You paint a fascinating character portrait of chilangos. Lying, you say, is a common element of the social landscape. For example, you describe a friend who buys more time to enjoy a glass of wine at a sidewalk cafe by calling a business colleague and telling him that she’s running late for their meeting because she is “stuck in traffic.” While “white lies” are often told in the U.S.–and throughout the world– would you say that they are more frequently told by Mexico City residents? If so, how did you adjust to this?
A Mitofsky research study says that seven out of ten Mexicans claim not to be liars. But according to the same study, the same Mexicans admit to telling an average of four lies a day. I am sure there is historical precedence for this, based on the courtly, coded language between the Spaniards and the indigenous during the Colonial period. Today, you adjust by doing your best to learn the code – for example, after a while, you understand that when a Mexican says, “We have to have lunch one day soon,” he is talking about a day sometime after the next millennium. As you imply, it’s not all that different from when someone in New York or Los Angeles says, “Let’s do lunch.” A comparative study of lying in different countries would probably be enlightening, and with that perspective, the Mexican penchant for lying might not seem so severe.

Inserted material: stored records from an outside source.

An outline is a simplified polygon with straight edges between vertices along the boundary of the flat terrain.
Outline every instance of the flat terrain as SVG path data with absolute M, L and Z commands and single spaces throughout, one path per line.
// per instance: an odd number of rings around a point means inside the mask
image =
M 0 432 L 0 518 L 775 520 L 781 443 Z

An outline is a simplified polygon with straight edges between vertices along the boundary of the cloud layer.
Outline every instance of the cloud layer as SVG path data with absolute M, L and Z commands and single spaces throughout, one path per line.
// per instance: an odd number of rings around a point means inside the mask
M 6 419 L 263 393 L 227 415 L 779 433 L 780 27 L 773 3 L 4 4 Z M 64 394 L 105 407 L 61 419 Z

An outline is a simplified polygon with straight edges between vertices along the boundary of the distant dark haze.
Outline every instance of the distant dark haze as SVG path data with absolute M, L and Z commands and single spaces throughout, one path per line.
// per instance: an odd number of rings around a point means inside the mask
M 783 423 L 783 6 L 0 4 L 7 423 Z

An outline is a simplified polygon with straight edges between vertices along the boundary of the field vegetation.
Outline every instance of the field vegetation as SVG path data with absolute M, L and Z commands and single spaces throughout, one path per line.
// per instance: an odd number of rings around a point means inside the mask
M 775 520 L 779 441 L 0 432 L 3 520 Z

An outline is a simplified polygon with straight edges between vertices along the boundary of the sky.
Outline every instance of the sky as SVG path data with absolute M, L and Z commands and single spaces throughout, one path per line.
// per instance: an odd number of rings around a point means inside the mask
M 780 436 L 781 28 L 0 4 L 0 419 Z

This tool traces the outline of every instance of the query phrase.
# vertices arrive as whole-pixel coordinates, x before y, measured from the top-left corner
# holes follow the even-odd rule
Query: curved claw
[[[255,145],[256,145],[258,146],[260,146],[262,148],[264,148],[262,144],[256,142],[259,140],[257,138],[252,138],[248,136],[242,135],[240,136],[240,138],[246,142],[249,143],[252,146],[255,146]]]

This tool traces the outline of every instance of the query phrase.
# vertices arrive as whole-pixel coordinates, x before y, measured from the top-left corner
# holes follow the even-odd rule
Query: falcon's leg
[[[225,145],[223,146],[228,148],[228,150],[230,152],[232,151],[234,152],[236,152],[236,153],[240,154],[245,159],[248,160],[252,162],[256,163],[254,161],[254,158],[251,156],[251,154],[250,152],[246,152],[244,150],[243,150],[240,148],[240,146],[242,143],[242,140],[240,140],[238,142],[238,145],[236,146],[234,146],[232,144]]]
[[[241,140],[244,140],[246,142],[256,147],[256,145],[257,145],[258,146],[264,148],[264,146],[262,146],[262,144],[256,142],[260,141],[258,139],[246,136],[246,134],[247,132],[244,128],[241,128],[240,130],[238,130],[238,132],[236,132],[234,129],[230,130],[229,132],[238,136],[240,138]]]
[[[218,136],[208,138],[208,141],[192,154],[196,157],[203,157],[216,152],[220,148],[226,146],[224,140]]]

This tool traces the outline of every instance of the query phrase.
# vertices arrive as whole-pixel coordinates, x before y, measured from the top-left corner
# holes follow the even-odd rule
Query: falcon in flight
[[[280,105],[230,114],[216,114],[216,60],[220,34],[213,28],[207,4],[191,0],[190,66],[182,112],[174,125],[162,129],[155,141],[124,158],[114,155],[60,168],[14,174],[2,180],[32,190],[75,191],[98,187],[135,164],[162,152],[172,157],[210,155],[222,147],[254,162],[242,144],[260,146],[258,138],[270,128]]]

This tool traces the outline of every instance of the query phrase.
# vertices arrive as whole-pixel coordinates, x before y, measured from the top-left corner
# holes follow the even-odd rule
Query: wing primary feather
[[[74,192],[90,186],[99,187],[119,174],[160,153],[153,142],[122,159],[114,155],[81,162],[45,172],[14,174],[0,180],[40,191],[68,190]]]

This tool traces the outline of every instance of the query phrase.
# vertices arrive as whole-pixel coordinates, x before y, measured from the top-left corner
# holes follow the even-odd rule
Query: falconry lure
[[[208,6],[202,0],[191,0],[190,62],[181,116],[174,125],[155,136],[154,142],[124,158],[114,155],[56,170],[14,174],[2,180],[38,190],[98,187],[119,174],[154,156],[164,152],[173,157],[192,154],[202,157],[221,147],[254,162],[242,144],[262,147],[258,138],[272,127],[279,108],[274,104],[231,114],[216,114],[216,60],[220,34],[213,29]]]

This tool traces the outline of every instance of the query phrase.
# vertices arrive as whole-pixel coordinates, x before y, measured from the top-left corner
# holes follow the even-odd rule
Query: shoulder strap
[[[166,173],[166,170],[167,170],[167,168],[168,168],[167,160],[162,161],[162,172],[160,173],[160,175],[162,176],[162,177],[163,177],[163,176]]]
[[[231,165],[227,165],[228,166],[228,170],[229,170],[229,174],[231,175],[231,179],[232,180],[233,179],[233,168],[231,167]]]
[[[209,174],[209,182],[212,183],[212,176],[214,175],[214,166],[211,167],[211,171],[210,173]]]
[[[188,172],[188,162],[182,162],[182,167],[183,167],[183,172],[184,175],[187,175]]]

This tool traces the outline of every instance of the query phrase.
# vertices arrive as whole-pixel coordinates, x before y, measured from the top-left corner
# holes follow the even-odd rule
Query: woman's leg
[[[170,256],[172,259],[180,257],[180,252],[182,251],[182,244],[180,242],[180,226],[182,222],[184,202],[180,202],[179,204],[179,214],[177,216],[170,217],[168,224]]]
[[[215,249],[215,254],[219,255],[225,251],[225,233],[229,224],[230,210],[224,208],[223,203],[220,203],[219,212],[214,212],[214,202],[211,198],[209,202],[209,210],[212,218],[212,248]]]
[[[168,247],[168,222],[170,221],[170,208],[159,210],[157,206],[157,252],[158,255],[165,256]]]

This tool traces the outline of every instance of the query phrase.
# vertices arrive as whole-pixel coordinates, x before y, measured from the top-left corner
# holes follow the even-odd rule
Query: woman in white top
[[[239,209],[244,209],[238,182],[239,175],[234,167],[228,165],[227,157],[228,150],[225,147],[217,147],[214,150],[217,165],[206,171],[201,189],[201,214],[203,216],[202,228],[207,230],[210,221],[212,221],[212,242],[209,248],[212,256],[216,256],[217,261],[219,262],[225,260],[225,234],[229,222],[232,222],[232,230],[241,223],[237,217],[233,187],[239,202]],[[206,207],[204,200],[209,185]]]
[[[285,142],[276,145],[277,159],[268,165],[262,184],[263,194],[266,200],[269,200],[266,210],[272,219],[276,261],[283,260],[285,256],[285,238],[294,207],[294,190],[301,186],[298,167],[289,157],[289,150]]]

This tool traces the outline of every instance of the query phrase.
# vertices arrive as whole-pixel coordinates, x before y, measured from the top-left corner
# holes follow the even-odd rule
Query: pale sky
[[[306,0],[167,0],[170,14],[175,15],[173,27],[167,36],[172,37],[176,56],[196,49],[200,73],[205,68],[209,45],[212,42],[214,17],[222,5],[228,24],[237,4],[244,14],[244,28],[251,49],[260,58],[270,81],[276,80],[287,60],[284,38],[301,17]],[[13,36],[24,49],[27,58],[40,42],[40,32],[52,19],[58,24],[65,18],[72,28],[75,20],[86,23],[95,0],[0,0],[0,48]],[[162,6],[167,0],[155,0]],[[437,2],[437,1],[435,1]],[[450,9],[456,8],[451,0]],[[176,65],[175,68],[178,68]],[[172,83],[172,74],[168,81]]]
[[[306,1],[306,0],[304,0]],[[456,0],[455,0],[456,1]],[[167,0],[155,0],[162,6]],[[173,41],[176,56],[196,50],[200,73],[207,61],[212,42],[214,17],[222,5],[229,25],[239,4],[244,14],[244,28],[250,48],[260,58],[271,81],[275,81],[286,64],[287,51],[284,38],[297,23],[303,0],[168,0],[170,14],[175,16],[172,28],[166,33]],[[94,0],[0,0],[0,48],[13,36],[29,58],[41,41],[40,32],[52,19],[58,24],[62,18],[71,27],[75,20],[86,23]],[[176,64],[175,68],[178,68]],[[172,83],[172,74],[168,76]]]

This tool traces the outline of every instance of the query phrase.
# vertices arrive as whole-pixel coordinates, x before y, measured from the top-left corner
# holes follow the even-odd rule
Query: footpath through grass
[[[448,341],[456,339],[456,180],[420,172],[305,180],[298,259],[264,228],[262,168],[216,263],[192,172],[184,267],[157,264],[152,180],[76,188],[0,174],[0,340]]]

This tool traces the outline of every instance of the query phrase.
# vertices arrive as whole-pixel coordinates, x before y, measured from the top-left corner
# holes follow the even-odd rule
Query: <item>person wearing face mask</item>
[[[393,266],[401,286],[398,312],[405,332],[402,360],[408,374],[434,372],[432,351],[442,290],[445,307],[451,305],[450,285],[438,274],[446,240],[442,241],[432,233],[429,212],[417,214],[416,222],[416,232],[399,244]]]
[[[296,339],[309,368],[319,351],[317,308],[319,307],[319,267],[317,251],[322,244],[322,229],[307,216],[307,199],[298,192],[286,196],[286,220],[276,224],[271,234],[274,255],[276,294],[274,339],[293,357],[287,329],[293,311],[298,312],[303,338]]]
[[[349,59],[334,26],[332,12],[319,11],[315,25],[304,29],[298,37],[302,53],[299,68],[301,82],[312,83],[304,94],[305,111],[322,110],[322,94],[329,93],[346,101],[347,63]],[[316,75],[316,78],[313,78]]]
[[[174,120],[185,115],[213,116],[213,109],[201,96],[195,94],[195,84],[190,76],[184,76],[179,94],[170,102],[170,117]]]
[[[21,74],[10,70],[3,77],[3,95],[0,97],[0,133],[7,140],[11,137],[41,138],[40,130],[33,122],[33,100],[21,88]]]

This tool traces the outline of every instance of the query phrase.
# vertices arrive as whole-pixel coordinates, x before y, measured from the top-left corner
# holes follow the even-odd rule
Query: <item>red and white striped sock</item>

Mexico City residents’ moral conduct with regard to sex seems even murkier. You note the subject of sex often evokes feelings of “pena” or shame for many Mexicans. Yet, you say that male adultery is prevalent and you cite anecdotal evidence that married women are engaging in infidelities as well. In fact, you surmise that the “whiff of sin” that comes with having a liaison with a family friend or married business colleague actually enhances sexual experiences for many Mexicans. Would you say that these conflicting sensibilities represent a combination of sexual attitudes found in Europe and the U.S.–or would you say that they are unique to Mexico?
I believe the idiosyncrasies of Mexican sexuality are the consequence of the attitudes of the country’s most important institutions – the family and the church. Children are taught by their parents that, above all, appearances must be kept up. Yet behind closed doors, much of anything goes. There is a lot of sexual bitterness, subterfuge and hypocrisy that gets passed from generation to generation. Meanwhile, the church indicates that sex should only be suffered for procreation. The good news is that, principally due to the internet, Mexicans under thirty have had more access to information about sex than previous generations. I think younger Mexicans are at least somewhat less hung up than their forebears.